# Atlas Copco KT4A5 compressor - help



## Vikerlund (10 mo ago)

Hello, I have recently inherited an Atlas Copco KT4A5 compressor. The unit has been in use not very often. When installed (25 + years ago) the unit was refitted by a company working with compressors and has performed problem free. I have been using the unit from Oct 21 and observed that when started, the unit would build up pressure (as normal) and shut off at the preset max pressure. (as normal) Problem is when using the air, the unit does not start again when the lower level for auto start is reached. The unit won't start at all. Have to wait a day. If I start the unit and manually stop the unit before the shut-off pressure is reached, then I have no problem restarting the unit manually again..... Any ideas of the cause, fix?
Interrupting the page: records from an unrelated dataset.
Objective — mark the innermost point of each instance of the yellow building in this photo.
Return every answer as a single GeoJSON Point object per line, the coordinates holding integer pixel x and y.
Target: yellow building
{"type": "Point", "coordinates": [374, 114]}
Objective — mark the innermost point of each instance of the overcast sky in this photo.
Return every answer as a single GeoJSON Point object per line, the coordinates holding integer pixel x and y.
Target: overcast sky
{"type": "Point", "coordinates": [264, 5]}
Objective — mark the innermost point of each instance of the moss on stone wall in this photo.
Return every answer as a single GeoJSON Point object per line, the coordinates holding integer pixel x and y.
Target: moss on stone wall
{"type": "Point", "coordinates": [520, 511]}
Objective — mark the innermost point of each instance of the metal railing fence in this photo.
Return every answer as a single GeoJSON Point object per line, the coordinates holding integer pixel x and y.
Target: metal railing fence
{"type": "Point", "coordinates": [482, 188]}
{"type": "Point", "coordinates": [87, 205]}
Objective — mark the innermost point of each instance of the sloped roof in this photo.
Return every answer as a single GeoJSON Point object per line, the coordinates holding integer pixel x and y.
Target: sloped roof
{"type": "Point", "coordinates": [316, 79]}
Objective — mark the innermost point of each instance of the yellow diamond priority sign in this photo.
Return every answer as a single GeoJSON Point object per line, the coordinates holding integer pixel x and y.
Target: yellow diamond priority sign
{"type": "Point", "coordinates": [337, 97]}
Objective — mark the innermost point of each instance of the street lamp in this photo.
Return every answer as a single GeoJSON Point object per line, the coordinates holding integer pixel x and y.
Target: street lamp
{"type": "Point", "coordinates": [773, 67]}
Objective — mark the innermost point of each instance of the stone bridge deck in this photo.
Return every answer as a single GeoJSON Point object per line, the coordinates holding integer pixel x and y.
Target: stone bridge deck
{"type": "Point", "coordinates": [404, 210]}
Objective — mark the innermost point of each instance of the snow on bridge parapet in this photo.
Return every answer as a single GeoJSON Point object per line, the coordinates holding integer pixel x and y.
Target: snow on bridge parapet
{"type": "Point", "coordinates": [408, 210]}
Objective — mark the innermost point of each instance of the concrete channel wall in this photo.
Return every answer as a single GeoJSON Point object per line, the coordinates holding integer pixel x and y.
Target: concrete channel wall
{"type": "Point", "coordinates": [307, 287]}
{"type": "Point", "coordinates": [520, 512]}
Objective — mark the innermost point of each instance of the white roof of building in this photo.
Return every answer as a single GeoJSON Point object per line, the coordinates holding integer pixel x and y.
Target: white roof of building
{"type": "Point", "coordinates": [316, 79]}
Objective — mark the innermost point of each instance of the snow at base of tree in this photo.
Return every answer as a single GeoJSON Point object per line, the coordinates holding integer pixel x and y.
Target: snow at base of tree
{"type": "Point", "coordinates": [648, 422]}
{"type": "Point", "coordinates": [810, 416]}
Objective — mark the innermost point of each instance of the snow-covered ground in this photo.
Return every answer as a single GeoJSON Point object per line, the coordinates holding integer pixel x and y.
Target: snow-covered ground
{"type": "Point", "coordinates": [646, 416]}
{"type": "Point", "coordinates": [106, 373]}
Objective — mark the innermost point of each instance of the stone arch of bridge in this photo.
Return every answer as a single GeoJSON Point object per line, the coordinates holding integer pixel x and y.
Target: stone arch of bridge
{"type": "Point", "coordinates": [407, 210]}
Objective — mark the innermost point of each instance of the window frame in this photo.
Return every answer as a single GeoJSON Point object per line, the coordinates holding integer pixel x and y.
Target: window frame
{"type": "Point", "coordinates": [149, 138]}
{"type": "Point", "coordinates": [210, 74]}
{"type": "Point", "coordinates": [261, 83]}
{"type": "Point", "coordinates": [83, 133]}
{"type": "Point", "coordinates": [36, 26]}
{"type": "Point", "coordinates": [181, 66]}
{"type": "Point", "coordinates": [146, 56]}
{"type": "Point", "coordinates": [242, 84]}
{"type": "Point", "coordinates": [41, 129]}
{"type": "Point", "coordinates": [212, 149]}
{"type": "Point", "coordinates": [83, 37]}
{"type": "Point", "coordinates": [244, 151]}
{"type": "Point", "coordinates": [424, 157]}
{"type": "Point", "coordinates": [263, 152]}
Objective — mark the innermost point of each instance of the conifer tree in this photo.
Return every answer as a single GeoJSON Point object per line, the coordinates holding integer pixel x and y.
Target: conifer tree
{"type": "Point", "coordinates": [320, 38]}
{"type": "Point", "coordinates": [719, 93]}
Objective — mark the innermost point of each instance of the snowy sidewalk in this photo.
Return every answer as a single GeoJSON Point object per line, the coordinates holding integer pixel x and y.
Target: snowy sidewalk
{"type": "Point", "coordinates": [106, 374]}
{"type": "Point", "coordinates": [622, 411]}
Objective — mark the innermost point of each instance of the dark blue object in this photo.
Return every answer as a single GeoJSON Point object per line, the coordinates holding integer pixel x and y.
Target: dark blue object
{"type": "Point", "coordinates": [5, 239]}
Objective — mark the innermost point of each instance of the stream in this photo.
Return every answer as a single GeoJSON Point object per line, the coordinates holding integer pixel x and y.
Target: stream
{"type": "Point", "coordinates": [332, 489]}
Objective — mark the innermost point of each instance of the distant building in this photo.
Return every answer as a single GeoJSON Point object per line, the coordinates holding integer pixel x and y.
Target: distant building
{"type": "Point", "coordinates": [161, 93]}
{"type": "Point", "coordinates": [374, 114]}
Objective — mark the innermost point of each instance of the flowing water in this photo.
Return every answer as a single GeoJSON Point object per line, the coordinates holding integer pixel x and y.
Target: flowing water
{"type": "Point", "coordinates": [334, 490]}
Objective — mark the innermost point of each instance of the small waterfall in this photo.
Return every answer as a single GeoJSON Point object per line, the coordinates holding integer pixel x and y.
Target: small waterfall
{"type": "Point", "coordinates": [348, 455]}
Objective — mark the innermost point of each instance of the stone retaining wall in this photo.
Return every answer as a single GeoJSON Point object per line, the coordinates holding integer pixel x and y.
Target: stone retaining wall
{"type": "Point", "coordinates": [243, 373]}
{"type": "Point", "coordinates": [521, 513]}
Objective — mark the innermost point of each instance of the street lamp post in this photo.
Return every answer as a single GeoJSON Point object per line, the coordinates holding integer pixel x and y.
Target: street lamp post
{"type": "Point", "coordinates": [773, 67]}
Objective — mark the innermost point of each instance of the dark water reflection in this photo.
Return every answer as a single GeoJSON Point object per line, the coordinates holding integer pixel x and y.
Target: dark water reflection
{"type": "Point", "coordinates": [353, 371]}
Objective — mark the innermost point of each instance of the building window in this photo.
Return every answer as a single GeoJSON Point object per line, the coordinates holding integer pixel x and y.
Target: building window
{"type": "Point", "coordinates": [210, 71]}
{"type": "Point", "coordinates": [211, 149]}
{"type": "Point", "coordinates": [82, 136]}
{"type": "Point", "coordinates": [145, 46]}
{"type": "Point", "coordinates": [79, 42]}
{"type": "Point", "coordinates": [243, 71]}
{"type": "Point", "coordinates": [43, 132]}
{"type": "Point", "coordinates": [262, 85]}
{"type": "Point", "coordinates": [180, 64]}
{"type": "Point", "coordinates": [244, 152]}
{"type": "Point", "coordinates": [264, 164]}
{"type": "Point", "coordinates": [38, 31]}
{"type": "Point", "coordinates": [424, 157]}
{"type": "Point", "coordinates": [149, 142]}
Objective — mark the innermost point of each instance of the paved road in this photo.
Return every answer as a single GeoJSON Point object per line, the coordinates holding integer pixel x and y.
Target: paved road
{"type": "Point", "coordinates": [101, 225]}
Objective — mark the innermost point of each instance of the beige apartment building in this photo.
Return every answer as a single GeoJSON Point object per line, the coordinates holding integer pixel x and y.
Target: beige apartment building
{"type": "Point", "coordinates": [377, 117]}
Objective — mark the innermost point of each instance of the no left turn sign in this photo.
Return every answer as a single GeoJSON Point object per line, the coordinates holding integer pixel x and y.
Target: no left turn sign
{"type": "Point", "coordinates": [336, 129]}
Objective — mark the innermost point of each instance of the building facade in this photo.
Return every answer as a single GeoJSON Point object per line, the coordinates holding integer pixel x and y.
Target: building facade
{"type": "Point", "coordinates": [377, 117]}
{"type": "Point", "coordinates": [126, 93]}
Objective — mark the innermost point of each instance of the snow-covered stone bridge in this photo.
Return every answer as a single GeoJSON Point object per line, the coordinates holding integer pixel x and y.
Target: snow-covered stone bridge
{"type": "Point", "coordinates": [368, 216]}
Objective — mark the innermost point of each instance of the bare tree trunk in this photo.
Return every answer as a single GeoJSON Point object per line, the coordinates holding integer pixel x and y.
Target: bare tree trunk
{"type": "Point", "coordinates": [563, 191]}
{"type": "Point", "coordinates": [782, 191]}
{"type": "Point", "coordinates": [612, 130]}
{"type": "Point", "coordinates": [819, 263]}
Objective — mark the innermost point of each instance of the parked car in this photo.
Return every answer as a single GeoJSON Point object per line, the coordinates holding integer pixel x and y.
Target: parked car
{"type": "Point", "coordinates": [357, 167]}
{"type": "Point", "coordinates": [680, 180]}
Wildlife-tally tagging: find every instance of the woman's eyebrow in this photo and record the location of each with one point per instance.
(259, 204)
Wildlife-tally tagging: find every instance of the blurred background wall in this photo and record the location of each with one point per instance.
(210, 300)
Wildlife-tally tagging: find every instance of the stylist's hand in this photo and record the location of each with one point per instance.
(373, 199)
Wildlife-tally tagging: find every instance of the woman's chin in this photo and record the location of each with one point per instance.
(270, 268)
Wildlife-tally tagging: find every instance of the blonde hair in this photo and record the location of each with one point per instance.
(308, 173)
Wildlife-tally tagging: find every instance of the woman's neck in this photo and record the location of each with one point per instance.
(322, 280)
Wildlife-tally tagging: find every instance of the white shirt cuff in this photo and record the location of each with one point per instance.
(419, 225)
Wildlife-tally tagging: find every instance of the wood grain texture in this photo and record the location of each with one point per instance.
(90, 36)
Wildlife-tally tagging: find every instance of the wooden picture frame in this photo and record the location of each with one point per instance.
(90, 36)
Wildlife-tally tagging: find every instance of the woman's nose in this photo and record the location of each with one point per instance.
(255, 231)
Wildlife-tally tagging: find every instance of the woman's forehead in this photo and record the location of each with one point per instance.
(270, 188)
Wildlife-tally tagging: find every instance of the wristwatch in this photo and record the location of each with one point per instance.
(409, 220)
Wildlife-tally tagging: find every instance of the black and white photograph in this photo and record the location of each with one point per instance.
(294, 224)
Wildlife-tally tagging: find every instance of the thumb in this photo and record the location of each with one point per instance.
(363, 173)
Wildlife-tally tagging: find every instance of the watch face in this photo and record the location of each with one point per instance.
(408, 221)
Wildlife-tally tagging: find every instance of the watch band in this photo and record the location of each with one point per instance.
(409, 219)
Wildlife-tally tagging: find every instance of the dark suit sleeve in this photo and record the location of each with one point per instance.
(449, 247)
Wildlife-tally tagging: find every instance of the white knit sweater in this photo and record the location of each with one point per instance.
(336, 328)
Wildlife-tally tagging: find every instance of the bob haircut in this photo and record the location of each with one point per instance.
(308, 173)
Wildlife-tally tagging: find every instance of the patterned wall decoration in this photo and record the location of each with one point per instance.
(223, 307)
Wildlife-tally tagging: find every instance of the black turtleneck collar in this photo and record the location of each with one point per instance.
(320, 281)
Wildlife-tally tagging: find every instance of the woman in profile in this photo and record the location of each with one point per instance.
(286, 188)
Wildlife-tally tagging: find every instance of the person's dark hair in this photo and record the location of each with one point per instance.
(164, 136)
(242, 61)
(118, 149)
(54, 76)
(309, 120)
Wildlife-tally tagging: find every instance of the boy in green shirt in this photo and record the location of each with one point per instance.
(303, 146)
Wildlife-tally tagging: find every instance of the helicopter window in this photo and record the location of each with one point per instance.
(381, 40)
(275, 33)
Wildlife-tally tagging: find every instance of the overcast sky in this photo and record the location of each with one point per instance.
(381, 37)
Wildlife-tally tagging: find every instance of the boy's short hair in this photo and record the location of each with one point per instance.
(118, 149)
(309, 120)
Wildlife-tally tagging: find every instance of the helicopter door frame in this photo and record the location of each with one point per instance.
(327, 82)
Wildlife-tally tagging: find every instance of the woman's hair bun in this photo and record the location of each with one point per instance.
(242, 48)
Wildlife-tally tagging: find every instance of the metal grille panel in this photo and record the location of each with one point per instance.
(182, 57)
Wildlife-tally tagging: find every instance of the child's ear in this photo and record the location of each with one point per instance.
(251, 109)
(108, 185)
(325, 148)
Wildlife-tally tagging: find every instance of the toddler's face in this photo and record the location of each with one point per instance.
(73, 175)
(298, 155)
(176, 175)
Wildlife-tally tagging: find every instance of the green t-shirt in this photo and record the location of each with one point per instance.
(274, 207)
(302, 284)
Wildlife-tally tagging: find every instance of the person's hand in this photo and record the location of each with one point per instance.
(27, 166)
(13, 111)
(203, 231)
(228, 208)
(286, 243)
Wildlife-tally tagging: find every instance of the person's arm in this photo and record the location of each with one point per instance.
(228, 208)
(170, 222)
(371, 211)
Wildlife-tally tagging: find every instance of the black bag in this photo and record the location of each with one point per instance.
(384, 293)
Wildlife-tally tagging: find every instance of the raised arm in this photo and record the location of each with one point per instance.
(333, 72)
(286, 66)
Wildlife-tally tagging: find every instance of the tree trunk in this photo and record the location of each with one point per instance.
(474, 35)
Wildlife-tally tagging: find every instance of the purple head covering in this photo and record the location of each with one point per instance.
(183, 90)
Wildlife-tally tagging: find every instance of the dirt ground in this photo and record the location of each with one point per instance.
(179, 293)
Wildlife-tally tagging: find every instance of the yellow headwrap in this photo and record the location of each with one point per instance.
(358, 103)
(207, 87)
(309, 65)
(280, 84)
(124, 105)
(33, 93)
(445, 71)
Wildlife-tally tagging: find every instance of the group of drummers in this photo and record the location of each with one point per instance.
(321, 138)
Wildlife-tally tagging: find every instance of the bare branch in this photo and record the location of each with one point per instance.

Seen a refitted (identical) unit on youtube with updated electrics that appear really tidy and compact and this would be the direction I would like to go down the road.... Link 

Appreciate any help....

Paul


----------



## iowagold (Jan 22, 2020)

pretty basic on the controls for these units.
to work on them you need to be real good with a test light and a VOM.
if those check boxes are ticked...
then yea check every thing!

they are known for issues with sensors...
pressure, low oil, oil pressure (on the engine models), temp sensors...
with that in mind place the test light in the right spots to check the sensors while live.

light bulbs also work!
just use the right voltage and low wattage bulbs like 2 watt and below across the sensor contacts.
led is best is some parts of the circuits.

also check the start box.
i had a start box this last week with the thermal fuse that the thermal fuse was out of range at times.
nice 20.00 fix on that one!


----------